So as the author of one of the linked answers (Elasticsearch vs Cassandra vs Elasticsearch with Cassandra), I suppose that I should weigh in here.
those alleged loses may had been because of some bugs that have been solved in these years.
This is an absolutely true statement. The answer I wrote is almost six years old, and ElasticSearch has grown to be a much more reliable product in that time. That being said, there are some things which Cassandra can do that ElasticSearch just wasn't designed to do (and vice-versa).
what extra features does Cassandra offer...
I can think of a few, which I'll summarize here:
- Write throughput/performance/latency
ElasticSearch is a search engine based on the Lucene project. Handling large amounts of write throughput at low latencies is just not something that it was designed to do; at least not "out of the box." There are ways to configure ElasticSearch to be better at this, as described here: Techniques to Achieve High Write Throughput With ElasticSearch. But in terms of building a new cluster with minimal config, you'll spend less time engineering Cassandra to accomplish this.
"Sometimes ElasticSearch loses writes"
Yes, I wrote that. Again, ElasticSearch has improved. A lot. But I still see this happen under high write throughput conditions. When a cluster is engineered for a certain level of throughput, and an application exceeds those tolerances causing a node to become overwhelmed from the write back-pressure, writes will be lost.
Cassandra is not immune to this problem, either. It just has a higher tolerance for it. If you were to use them both together, architecting something like Kafka to "throttle" the write throughput to each would be a good approach.
- Multi Data center High Availability (MDHA)
With the ability to define logical data centers and availability zones (racks), Cassandra has always been good at replicating a data set over multiple regions.
This is problematic for ElasticSearch, as it does not have a concept of a logical data center, and its "master" nodes are not active/active.
- Peer nodes vs. role-based nodes
As a follow-up to my MDHA point, ElasticSearch now allows for nodes to be designated with a "role" in the cluster. You can specify multiple nodes to act as the "master" role, in-charge of adding and updating indexes. Any node can direct search traffic to the nodes which work under the "data" role. In fact, one way to improve write throughput (my first talking point), is to designate a node or two with the "ingest" role, which can prevent read and write traffic from interfering with each other.
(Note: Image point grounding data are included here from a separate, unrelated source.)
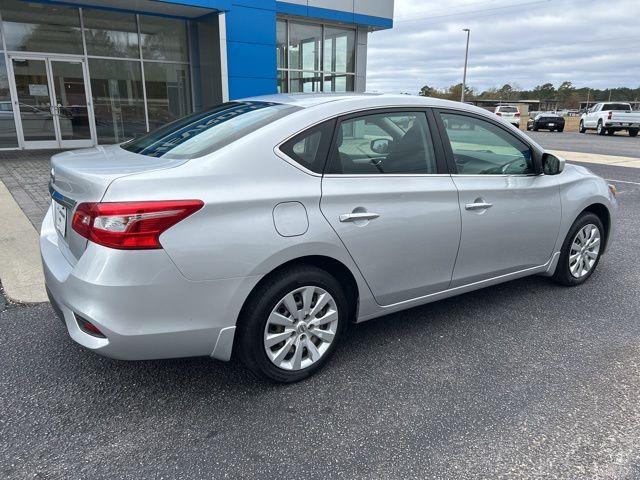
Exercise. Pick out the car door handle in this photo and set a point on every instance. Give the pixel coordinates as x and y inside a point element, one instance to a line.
<point>354,217</point>
<point>478,206</point>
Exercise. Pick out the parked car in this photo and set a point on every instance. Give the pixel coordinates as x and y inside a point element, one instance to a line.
<point>510,113</point>
<point>546,121</point>
<point>610,117</point>
<point>264,227</point>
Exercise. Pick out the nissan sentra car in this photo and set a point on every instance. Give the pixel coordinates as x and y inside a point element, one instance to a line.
<point>261,228</point>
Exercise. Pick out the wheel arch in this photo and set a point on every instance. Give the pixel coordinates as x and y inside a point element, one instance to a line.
<point>334,267</point>
<point>603,213</point>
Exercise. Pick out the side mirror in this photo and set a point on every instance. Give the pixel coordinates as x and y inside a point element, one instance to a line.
<point>381,146</point>
<point>552,165</point>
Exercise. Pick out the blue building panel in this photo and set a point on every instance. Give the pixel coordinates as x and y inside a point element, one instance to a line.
<point>242,87</point>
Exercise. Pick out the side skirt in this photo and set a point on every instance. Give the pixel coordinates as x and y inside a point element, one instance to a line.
<point>546,270</point>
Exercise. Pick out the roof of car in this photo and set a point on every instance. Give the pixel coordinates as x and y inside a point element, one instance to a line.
<point>307,100</point>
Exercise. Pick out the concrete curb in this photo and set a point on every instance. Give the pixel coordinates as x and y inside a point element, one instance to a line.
<point>601,159</point>
<point>20,266</point>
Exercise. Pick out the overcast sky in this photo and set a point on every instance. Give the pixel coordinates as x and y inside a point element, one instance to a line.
<point>522,42</point>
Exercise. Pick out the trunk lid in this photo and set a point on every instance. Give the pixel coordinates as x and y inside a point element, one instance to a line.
<point>83,176</point>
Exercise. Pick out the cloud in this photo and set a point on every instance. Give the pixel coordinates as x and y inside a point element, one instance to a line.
<point>528,42</point>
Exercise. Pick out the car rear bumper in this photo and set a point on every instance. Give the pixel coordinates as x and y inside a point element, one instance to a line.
<point>141,302</point>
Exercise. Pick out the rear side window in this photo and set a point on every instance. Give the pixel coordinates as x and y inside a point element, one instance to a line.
<point>310,147</point>
<point>208,131</point>
<point>383,143</point>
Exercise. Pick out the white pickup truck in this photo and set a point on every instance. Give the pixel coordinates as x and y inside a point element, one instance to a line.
<point>610,117</point>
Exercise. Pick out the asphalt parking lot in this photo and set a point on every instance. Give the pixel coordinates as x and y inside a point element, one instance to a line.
<point>521,380</point>
<point>620,144</point>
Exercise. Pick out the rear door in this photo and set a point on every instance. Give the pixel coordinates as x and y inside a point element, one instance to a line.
<point>510,214</point>
<point>388,196</point>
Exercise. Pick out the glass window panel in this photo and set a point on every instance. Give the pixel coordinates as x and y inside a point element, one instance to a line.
<point>8,138</point>
<point>398,143</point>
<point>71,100</point>
<point>38,27</point>
<point>339,50</point>
<point>305,82</point>
<point>34,99</point>
<point>480,147</point>
<point>305,43</point>
<point>163,38</point>
<point>283,84</point>
<point>339,83</point>
<point>118,103</point>
<point>111,34</point>
<point>281,43</point>
<point>168,92</point>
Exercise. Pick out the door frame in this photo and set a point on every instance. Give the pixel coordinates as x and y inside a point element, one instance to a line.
<point>58,142</point>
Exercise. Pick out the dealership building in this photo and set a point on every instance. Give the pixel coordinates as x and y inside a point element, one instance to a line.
<point>78,73</point>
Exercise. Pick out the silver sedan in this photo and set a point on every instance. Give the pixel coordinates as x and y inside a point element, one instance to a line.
<point>264,227</point>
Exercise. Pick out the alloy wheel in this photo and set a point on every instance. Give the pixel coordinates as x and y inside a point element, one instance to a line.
<point>584,250</point>
<point>301,328</point>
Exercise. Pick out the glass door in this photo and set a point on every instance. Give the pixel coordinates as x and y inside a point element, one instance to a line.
<point>52,100</point>
<point>34,103</point>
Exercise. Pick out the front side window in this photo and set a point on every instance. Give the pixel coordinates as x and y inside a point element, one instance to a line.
<point>384,143</point>
<point>208,131</point>
<point>315,57</point>
<point>482,148</point>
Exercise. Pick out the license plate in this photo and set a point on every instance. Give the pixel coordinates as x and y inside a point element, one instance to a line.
<point>60,218</point>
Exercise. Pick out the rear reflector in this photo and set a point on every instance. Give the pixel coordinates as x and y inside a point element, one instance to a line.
<point>131,225</point>
<point>87,327</point>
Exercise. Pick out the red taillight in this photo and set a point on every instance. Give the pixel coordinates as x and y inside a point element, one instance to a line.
<point>131,225</point>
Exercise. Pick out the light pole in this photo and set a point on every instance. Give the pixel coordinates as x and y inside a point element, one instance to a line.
<point>466,58</point>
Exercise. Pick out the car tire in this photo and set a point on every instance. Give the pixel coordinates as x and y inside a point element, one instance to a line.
<point>269,299</point>
<point>567,272</point>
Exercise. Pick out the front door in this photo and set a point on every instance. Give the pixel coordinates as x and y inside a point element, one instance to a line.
<point>510,215</point>
<point>386,196</point>
<point>52,101</point>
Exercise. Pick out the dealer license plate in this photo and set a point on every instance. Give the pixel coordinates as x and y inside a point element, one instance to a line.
<point>60,218</point>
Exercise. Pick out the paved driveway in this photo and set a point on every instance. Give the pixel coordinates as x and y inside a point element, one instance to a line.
<point>620,145</point>
<point>520,380</point>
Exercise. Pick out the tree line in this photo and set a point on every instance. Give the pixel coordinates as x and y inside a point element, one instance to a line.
<point>566,94</point>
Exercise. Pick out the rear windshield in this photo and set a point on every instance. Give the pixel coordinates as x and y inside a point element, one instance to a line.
<point>205,132</point>
<point>616,106</point>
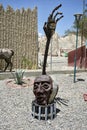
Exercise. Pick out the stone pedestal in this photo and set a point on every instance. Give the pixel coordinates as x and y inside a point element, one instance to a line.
<point>44,112</point>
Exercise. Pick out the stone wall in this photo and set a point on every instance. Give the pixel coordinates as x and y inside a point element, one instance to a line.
<point>18,31</point>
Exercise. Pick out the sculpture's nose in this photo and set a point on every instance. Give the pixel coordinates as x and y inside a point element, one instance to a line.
<point>39,90</point>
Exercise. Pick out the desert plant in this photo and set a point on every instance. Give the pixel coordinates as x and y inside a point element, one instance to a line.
<point>18,76</point>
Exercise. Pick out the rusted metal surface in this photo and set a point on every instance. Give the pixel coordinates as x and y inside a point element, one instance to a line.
<point>43,85</point>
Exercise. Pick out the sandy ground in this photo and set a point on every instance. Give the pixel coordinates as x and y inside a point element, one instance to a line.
<point>16,103</point>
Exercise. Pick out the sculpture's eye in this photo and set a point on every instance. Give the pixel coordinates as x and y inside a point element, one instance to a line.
<point>45,86</point>
<point>35,86</point>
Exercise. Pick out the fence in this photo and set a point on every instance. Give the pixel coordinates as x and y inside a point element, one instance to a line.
<point>18,31</point>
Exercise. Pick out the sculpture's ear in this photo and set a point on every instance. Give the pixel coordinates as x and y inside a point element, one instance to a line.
<point>54,92</point>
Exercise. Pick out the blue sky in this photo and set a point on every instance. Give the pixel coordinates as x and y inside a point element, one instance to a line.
<point>69,8</point>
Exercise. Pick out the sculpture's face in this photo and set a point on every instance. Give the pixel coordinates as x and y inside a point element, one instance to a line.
<point>42,89</point>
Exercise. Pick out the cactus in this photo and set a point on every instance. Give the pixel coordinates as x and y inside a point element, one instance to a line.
<point>18,76</point>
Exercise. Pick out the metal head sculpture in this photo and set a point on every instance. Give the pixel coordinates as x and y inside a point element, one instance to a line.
<point>42,89</point>
<point>43,85</point>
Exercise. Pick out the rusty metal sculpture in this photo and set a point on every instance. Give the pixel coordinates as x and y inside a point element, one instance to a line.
<point>43,85</point>
<point>7,54</point>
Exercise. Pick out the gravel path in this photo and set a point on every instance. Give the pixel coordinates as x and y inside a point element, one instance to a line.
<point>15,106</point>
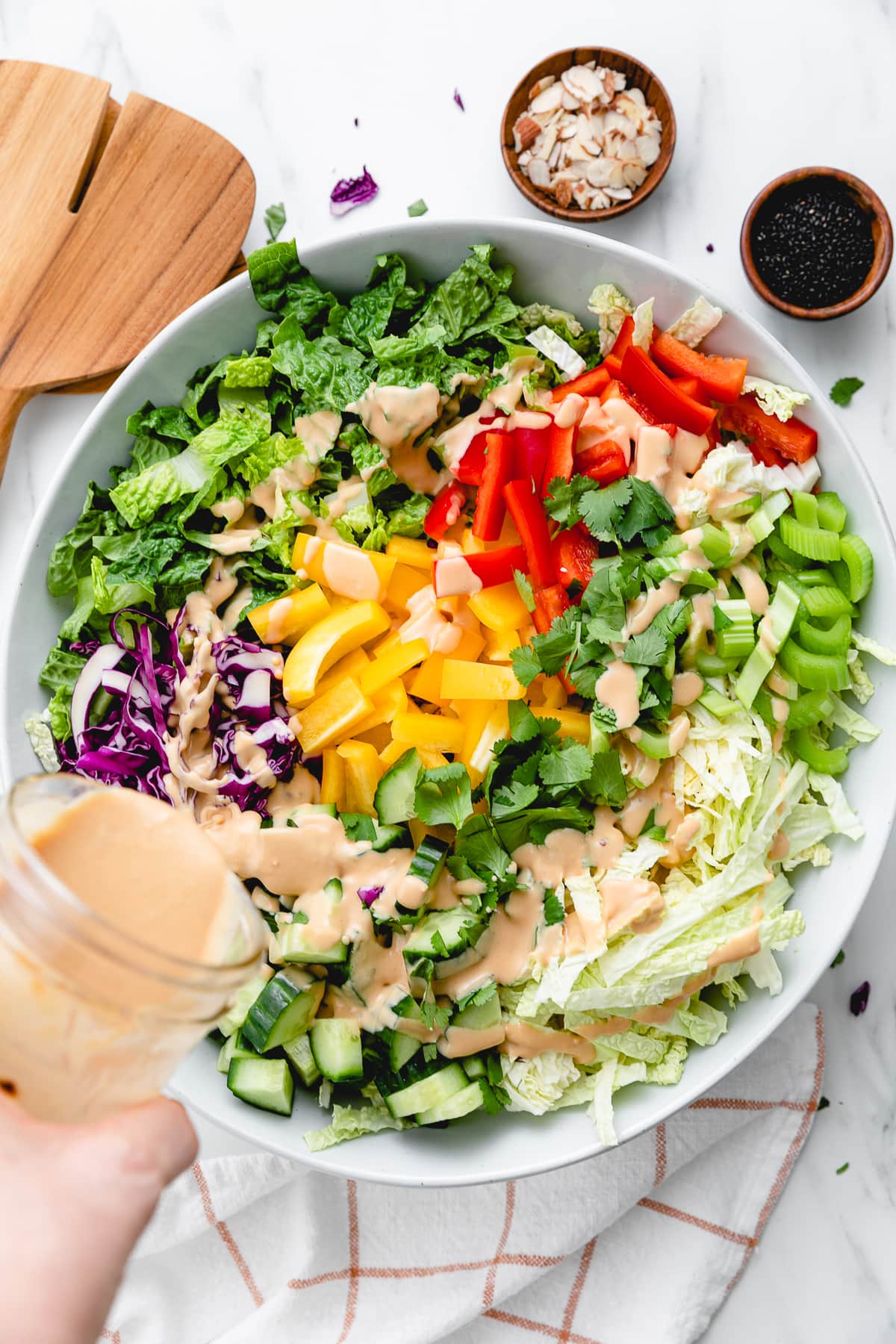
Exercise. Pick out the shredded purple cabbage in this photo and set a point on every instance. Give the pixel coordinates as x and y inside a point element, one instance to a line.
<point>352,191</point>
<point>139,672</point>
<point>370,894</point>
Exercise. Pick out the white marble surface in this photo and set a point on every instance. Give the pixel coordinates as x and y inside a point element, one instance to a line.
<point>756,90</point>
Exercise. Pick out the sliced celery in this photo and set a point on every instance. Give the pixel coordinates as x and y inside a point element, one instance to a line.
<point>832,511</point>
<point>815,544</point>
<point>763,520</point>
<point>833,640</point>
<point>815,671</point>
<point>806,508</point>
<point>860,566</point>
<point>824,759</point>
<point>809,709</point>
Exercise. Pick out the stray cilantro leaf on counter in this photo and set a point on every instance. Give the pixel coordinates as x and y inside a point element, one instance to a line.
<point>844,390</point>
<point>274,221</point>
<point>859,999</point>
<point>444,796</point>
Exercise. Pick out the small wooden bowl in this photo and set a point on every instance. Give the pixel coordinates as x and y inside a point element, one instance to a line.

This deviates from Cassandra's approach where every node is a peer, and can handle reads and writes. Being able to treat all nodes the same, simplifies maintenance and administration. And "no," despite popular misconception, a "seed" node not is not anything special.
To me, this is the fundamental difference between the two. Querying is not the same as searching. They may seem similar, but they are quite different.
Retrieving data by matching a pattern on one or multiple columns/properties is searching. Also with searching, the number of results is more of an unknown beforehand. Sure, Cassandra has added some features in the last few years to allow for pattern matching based on LIKE
queries (I don't recommend its use). But when the ability to "search" a data set is required, Cassandra can't compete with ElasticSearch.
Retrieving data by providing a specific value on a specific key (column) is querying. With querying, it is also easier to have accurate expectations on the number of results to be returned. If I was building an app and I knew that I'd only ever have to retrieve data based on a static, pre-defined query with a specific key, I'd choose Cassandra every time.
With Cassandra, I can also tune query consistency, requiring operational acknowledgement from more or fewer replicas. Likewise, I can also direct those operations to a specific geographic region, based on the locality of the application.
...when used in conjunction with Elasticsearch?
They compliment each other well. Cassandra is good at some things (detailed above) that ElasicSearch is not (and vice-versa...saying that a lot). Requirements for an application may require both searching and querying. Sometimes you've got an app that needs that high-speed key lookup "oh, and we also want search."
Summary, tl;dr;
So while I've written quite a bit here, the main point that I'll keep coming back to, is picking the right tool for the job. When I need to search I'll pick ElasticSearch. When I need to query in a highly-available, geographically-aware scenario, I'll pick Cassandra. I still see applications use both (in tandem), so both have their merits.